Segundo a Seris será aberto Procedimento Administrativo Disciplinar (PAD) para identificar as causas e circunstâncias que resultaram no óbito do reeducando Carlos Júnior dos Santos. O procedimento foi aberto logo após a confirmação do falecimento do interno.

O reeducando que morreu decapitado cumpria pena no Módulo 2, cela 18, da Casa de Custódia. Ele era acusado pela prática de homicídio. Profissionais do Instituto de Criminalística e Instituto Médico Legal estiveram na Casa de Custódia para realizar a remoção do corpo e a perícia do local.

O caso

Uma briga entre facções criminosas rivais resultou na morte de Carlos Júnior dos Santos, que teve seu corpo decapitado encontrado em uma das celas da Casa de Custódia da Capital.

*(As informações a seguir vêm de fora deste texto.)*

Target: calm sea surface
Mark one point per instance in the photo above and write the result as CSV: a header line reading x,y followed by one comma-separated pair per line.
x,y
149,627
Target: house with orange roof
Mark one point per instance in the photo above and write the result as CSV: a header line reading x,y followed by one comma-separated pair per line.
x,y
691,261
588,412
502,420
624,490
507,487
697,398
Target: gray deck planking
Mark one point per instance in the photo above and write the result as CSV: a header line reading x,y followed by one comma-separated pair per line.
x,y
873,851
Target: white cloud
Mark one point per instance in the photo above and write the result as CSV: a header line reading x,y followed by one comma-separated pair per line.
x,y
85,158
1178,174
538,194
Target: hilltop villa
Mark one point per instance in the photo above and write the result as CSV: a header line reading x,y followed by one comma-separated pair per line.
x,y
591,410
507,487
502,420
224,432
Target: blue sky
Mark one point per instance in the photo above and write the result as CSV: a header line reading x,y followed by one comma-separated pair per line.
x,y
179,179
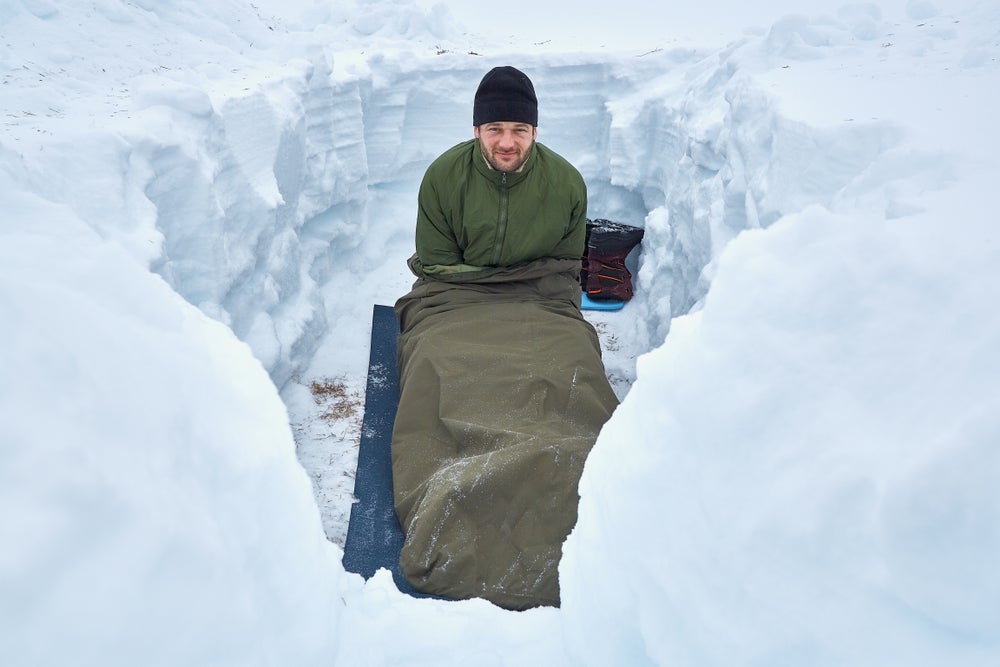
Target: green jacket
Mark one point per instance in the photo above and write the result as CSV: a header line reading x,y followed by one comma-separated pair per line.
x,y
472,218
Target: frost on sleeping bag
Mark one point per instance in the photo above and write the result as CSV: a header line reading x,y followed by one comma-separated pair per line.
x,y
502,395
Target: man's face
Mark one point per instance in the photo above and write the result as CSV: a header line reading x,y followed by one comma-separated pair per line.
x,y
506,145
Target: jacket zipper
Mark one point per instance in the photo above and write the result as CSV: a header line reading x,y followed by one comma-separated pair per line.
x,y
501,221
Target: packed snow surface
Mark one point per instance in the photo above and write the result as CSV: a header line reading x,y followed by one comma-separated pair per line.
x,y
201,202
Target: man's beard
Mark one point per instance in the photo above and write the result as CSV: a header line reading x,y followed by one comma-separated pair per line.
x,y
516,166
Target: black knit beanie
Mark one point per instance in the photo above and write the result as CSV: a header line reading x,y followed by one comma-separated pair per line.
x,y
505,94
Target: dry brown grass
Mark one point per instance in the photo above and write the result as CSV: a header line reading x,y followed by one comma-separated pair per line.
x,y
334,399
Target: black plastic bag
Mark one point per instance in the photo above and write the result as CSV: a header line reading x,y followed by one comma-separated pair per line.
x,y
604,274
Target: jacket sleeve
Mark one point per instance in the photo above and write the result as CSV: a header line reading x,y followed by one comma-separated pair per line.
x,y
573,241
435,238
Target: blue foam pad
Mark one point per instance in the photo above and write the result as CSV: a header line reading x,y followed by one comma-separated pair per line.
x,y
374,536
586,303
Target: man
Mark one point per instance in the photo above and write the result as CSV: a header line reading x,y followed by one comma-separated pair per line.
x,y
500,199
502,388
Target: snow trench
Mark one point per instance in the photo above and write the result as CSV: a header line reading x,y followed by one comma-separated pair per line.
x,y
298,201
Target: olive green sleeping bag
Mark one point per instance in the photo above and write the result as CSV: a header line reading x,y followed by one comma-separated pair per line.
x,y
502,395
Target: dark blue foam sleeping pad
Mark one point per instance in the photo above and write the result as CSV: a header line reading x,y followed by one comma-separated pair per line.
x,y
374,536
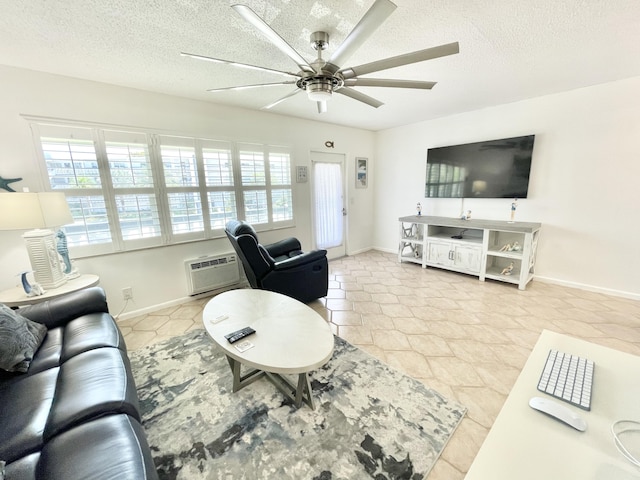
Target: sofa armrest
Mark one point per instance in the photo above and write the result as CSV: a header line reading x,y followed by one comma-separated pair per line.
x,y
299,260
283,247
60,310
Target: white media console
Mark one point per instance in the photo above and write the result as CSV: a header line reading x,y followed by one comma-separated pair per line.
x,y
494,249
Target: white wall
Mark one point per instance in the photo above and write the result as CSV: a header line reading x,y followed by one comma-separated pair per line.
x,y
157,275
584,189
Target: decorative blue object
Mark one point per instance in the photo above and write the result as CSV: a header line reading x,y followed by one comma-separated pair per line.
x,y
25,282
4,183
63,250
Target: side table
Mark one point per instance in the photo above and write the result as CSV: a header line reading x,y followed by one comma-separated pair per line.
x,y
16,297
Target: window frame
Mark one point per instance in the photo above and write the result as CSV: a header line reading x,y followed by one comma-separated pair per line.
x,y
102,135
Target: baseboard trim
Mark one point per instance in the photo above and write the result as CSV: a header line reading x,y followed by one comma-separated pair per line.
x,y
588,288
178,301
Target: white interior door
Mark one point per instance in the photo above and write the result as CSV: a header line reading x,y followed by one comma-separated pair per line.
x,y
328,205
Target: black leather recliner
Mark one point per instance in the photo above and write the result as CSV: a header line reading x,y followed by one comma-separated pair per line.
x,y
282,266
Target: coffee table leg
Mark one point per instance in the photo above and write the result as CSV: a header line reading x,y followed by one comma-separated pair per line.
x,y
240,381
304,386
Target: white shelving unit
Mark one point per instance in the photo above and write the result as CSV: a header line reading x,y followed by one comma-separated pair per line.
x,y
498,250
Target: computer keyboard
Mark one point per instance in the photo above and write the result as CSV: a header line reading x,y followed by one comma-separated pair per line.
x,y
569,378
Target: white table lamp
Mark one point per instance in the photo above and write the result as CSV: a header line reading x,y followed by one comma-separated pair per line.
x,y
40,211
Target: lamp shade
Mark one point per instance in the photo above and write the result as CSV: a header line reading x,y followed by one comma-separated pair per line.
x,y
25,211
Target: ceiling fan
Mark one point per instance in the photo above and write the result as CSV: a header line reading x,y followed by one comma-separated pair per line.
x,y
321,78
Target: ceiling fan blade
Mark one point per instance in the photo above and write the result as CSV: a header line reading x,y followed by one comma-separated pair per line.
x,y
374,17
380,82
271,105
245,87
237,64
361,97
253,18
406,59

De acordo com o presidente do Sindicato dos Penitenciários de Alagoas (Sindapen), Kleyton Anderson, integrantes do Primeiro Comando da Capital (PCC) descobriram que outros seis detentos faziam parte de uma facção rival, o Comando Vermelho. Um deles acabou tendo a cabeça cortada e colocada dentro da própria barriga.

Os outros cinco reeducandos conseguiram sobreviver após agentes penitenciários escutarem os gritos de socorro vindos de dentro da cela.